Yeah, well, some of us thought this was a lousy idea back in 2004. The projection of what may be to come in 2015 was entirely predictable in 2004. We’re likely to get sidetracked from here into another squabble over the firefighters’ pension fund. I don’t have the patience to adjudicate this again, I just care about dealing with that stupid revenue cap. I’m glad to see Mayor Parker bring it up, and I hope she does turn her attention to it one we pass the NDO and get past the Uber/Lyft battle.
Not that I completely disagree with you Kuff but those revenue caps do serve a valid purpose. It’s all well and good that revenues are up substantially but don’t forget where those revenues are coming from, regular people for the most part. Granted, some established debts like pensions can be “fixed” merely by adding another 10% or so a year for awhile, easily affordable in boom years but infrastructure like city streets and major projects are not so easily fixed without the “extra” money coming in.
The revenue caps were a brilliant idea, seriously. The point of all that was to help property owners keep the property they own. What happens when an area gentrifies? The taxes go up so much, folks are forced to sell their property because they can’t pay the tax on it. Well prices are up all over Houston, so without the caps, where are all these displaced folks going to go?
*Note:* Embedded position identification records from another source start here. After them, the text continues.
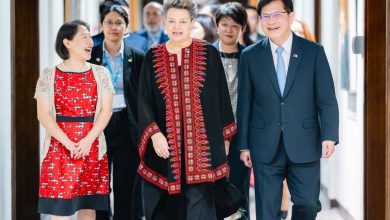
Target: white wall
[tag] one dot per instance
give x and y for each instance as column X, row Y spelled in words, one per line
column 5, row 111
column 304, row 10
column 343, row 175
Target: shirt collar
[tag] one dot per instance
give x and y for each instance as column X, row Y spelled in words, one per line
column 120, row 53
column 286, row 45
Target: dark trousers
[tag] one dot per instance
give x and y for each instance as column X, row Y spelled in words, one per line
column 239, row 175
column 124, row 159
column 303, row 181
column 196, row 202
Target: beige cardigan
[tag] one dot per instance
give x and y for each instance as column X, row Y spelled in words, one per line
column 45, row 89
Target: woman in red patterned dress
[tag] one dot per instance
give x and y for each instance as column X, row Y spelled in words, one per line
column 74, row 102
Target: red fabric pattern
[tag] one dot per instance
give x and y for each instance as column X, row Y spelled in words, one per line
column 62, row 177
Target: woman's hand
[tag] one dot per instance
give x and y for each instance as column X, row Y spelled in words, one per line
column 71, row 147
column 227, row 147
column 160, row 145
column 83, row 148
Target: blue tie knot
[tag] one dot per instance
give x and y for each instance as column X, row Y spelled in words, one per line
column 280, row 70
column 279, row 50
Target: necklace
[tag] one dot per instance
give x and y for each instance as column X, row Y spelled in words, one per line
column 66, row 68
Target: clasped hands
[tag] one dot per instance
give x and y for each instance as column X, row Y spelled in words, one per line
column 79, row 149
column 161, row 147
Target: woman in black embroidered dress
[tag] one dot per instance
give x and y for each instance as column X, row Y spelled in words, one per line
column 185, row 119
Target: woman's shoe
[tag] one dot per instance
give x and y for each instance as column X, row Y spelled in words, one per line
column 283, row 214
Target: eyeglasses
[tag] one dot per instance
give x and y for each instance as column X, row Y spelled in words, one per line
column 275, row 15
column 112, row 23
column 225, row 27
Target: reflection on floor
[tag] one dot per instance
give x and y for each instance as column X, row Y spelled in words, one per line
column 326, row 213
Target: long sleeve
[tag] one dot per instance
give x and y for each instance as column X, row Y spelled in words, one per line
column 326, row 99
column 243, row 103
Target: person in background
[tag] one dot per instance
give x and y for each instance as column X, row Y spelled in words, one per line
column 154, row 24
column 74, row 106
column 231, row 21
column 253, row 24
column 186, row 121
column 124, row 64
column 204, row 28
column 132, row 39
column 287, row 114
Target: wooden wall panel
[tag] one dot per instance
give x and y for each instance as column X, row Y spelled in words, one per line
column 376, row 110
column 25, row 129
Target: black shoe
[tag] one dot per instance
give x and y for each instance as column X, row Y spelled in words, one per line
column 283, row 214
The city needs to live within its means, and if that means pain as pensioners take a bigger and bigger chunk of the money in the till, then that’s what it means. Maybe that pain will inspire some future mayor and council to
reign in unsustainable pension promises in the future.
The pension promises are not unsustainable, they are merely one portion of total compensation to employees. Given Houston’s pensions are a great deal less lucrative than other big cities in Texas and the country, one should ask the question: How can all the other major cities in Texas pay bigger salaries, bigger pensions, and offer better medical care for lower rates to employees?
Think about it for a moment, from cradle to grave, Houston pays much less yet seems to have the toughest time remaining fiscally responsible. That most employees took huge benefit cuts ten years ago, plus twice more since then for municipal workers, further cuts seem irresponsible. If Austin, San Antonio, Dallas, and others can afford paying much more and offering better pensions, continuing to call current Houston pension benefits “unsustainable” seems laughable.
A few years back, the state of Wisconsin made huge waves by cutting benefits, Houston area pundits started suggesting it was Houston’s turn. These clueless individuals were schooled that 1) Wisconsin’s new pensions were still far above those of Houston, 2) only then started requiring employees to contribute and at a rate nearly half what Houston employees had to contribute for a very long time, and 3) their medical benefits to retirees were so superior to those offered by Houston (the city just tripling the cost of retiree health care for workers) that it was tragic. That the hack and slash crowd were using the example without checking into it showed their ignorance on many levels. Wisconsin’s “gutted pensions” were still better than the best Houston ever offered, never mind after the wave of cuts starting in 2004.